Il est des dates qu’il ne faut pas manquer. Pourtant, en France, nous venons de bouder très officiellement le centenaire d’un des écrivains les plus lus et les plus traduits : Albert Camus.


CC BY-SA Mitmensch0812

Homme de gauche, on ne lui pardonne pas de ne pas avoir été prisonnier de son camp[1]. On lui pardonne encore moins de n’avoir pas pu se faire à la disparition de l’Algérie de son enfance. On voit comme une contradiction avec son idéal de l’artiste défenseur des humiliés le fait qu’il ne se soit pas passionné pour la violence et le meurtre. Il s’en était expliqué pourtant dans le discours de réception du prix Nobel, prononcé à l'Hôtel de Ville de Stockholm le 10 décembre 1957 : « Je n'ai jamais pu renoncer à la lumière, au bonheur d'être, à la vie libre où j'ai grandi. Mais bien que cette nostalgie explique beaucoup de mes erreurs et de mes fautes, elle m'a aidé sans doute à mieux comprendre mon métier, elle m'aide encore à me tenir, aveuglement, auprès de tous ces hommes silencieux qui ne supportent dans le monde la vie qui leur est faite que par le souvenir ou le retour de brefs et libres bonheurs.[2] »

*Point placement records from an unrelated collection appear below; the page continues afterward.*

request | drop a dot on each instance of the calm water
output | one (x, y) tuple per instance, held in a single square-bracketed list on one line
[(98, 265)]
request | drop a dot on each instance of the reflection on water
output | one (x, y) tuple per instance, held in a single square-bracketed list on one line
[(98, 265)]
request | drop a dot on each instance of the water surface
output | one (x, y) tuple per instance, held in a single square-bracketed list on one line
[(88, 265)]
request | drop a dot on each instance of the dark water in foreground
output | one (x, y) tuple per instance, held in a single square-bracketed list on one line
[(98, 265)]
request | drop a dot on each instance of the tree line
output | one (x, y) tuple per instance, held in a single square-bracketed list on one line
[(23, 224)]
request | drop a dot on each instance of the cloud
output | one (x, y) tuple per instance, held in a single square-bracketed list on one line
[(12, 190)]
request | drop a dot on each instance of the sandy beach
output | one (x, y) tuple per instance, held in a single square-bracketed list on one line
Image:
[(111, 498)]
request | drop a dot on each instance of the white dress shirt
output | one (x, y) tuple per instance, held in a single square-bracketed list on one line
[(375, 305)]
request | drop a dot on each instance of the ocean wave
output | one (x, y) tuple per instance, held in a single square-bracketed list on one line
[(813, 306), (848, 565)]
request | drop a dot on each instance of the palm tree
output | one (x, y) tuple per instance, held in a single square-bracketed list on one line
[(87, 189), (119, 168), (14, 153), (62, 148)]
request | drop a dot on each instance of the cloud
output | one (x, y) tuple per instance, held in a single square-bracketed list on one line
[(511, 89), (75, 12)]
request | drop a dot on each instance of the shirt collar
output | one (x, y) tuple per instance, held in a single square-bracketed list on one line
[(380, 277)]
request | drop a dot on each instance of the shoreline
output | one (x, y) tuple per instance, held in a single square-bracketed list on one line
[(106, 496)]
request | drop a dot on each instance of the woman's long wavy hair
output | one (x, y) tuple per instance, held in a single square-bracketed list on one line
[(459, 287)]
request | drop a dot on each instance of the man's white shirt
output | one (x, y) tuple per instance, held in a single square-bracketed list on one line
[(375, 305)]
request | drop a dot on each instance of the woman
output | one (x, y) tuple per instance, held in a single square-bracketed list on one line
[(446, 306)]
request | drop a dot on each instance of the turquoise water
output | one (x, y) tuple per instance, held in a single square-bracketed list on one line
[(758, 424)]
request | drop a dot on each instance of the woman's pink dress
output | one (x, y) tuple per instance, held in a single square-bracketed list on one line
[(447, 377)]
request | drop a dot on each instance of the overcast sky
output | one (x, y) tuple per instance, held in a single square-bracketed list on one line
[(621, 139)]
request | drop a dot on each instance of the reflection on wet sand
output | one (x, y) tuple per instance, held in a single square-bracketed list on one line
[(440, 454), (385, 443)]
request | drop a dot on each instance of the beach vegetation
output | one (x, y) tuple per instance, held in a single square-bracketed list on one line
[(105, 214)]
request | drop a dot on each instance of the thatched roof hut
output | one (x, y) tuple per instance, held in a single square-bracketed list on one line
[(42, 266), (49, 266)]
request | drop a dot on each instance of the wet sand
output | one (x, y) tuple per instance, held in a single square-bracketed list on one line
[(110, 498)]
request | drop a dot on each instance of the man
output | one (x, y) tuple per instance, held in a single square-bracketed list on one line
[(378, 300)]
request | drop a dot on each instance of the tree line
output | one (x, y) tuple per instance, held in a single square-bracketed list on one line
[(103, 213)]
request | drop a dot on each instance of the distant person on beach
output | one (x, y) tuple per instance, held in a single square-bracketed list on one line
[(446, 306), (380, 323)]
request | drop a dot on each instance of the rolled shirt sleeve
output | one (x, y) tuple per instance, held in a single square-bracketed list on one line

Une telle absence d’hommage n’est pourtant pas étonnante, l’écrivain avait dit en effet dans le même discours : « Toute publication est un acte et cet acte expose aux passions d'un siècle qui ne pardonne rien. La question n'est donc pas de savoir si cela est ou n'est pas dommageable à l'art. La question, pour tous ceux qui ne peuvent vivre sans l'art et ce qu'il signifie, est seulement de savoir comment, parmi les polices de tant d'idéologies, (que d'églises, quelle solitude ![3]) l'étrange liberté de la création reste possible. » Les lecteurs de La peste en conviendront, Camus est avant tout obsédé par la dignité de l’homme et par son destin dont la création artistique est le signe éminent : « Quand on a vu une seule fois le resplendissement du bonheur sur le visage d'un être qu'on aime, on sait qu'il ne peut pas y avoir d'autre vocation pour un homme que de susciter cette lumière sur les visages qui l'entourent ». A l’auteur d’une telle phrase, il convient de rendre un hommage respectueux.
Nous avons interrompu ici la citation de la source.